<< Click to Display Table of Contents >> Defining your company's processes architecture |
Organizing the structure of your project is very helpful, especially when the number of Processes increases. A defined structure allows you to identify, manage and control processes in a faster and more efficient way.
Remember a project may contain as many processes as you need to successfully accomplish your organization's automation initiative.
To organize your processes, you need to change Bizagi Studio's view to Expert View.
Bizagi allows you to organize your processes using applications, and using categories at different hierarchical levels
An Application is the highest level in Expert hierarchical structure, and groups the processes interrelated with one another to achieve a business objective.
Each application created in Bizagi further partitions your processes into subordinate components of Categories where the processes of an application, classified within a structure, are displayed hierarchically.
As good practice, we suggest naming the processes with the initials of their category:
Suppose your company has a wide number of processes. Bizagi strongly recommends to create applications based on the areas managing them and use the categories to establish a sub-classification depending on the nature of each of them.
In the following image you can see the way the processes in a company should be classified.

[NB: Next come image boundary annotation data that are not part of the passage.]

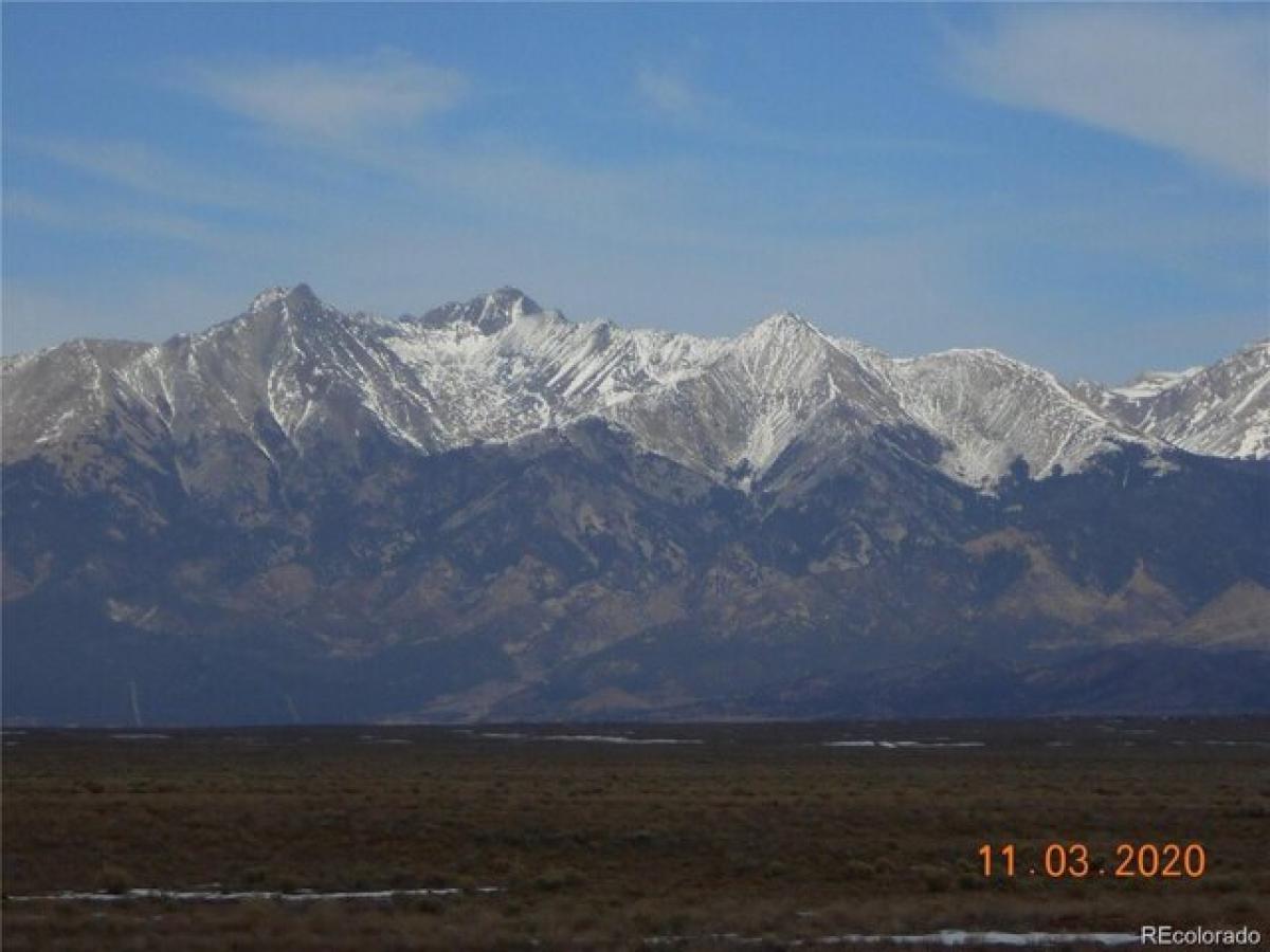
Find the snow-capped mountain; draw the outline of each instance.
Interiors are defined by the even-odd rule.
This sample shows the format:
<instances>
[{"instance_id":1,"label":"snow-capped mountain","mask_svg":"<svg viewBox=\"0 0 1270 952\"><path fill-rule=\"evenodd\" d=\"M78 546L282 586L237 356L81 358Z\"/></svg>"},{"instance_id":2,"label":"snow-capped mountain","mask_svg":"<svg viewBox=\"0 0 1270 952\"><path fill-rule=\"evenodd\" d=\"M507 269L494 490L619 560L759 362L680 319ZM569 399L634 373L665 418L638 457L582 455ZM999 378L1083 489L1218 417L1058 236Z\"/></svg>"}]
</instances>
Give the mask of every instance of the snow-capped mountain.
<instances>
[{"instance_id":1,"label":"snow-capped mountain","mask_svg":"<svg viewBox=\"0 0 1270 952\"><path fill-rule=\"evenodd\" d=\"M1267 377L513 288L6 358L5 717L1260 710Z\"/></svg>"},{"instance_id":2,"label":"snow-capped mountain","mask_svg":"<svg viewBox=\"0 0 1270 952\"><path fill-rule=\"evenodd\" d=\"M114 409L138 447L159 433L178 447L245 442L264 479L279 452L354 452L370 433L436 453L598 418L711 479L753 485L798 439L818 434L832 457L878 429L917 429L942 447L941 471L991 490L1017 459L1039 479L1126 444L1265 454L1266 354L1261 344L1132 388L1069 390L991 350L892 359L792 314L704 339L575 324L514 288L422 317L349 316L301 284L159 345L72 341L6 359L4 454L48 453Z\"/></svg>"},{"instance_id":3,"label":"snow-capped mountain","mask_svg":"<svg viewBox=\"0 0 1270 952\"><path fill-rule=\"evenodd\" d=\"M1096 410L1193 453L1270 458L1270 339L1212 367L1076 390Z\"/></svg>"}]
</instances>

Applications are identified with the Bizagi logo and in this case depicts the Commercial, Administrative, Human Resources and IT Department.
Categories are depicted by folders, each of them containing sub-categories or specified processes.
Within the Human Resources application two categories have been included: Human Talent and Payroll.
On a lower hierarchy level Talent Management and Personnel Management are created to include the processes that specifically apply to those areas.
In the IT application there is one major category called ITIL (Information Technology Infrastructure Library) which contains two sub-categories representing two divisions suggested by the ITIL framework: Service Transition and Service Operation. Within each category there are different processes. For example, in the Service Operation category the Incident Management and Problem Management processes are found.
You can define as many category levels (categories within categories) as you consider necessary.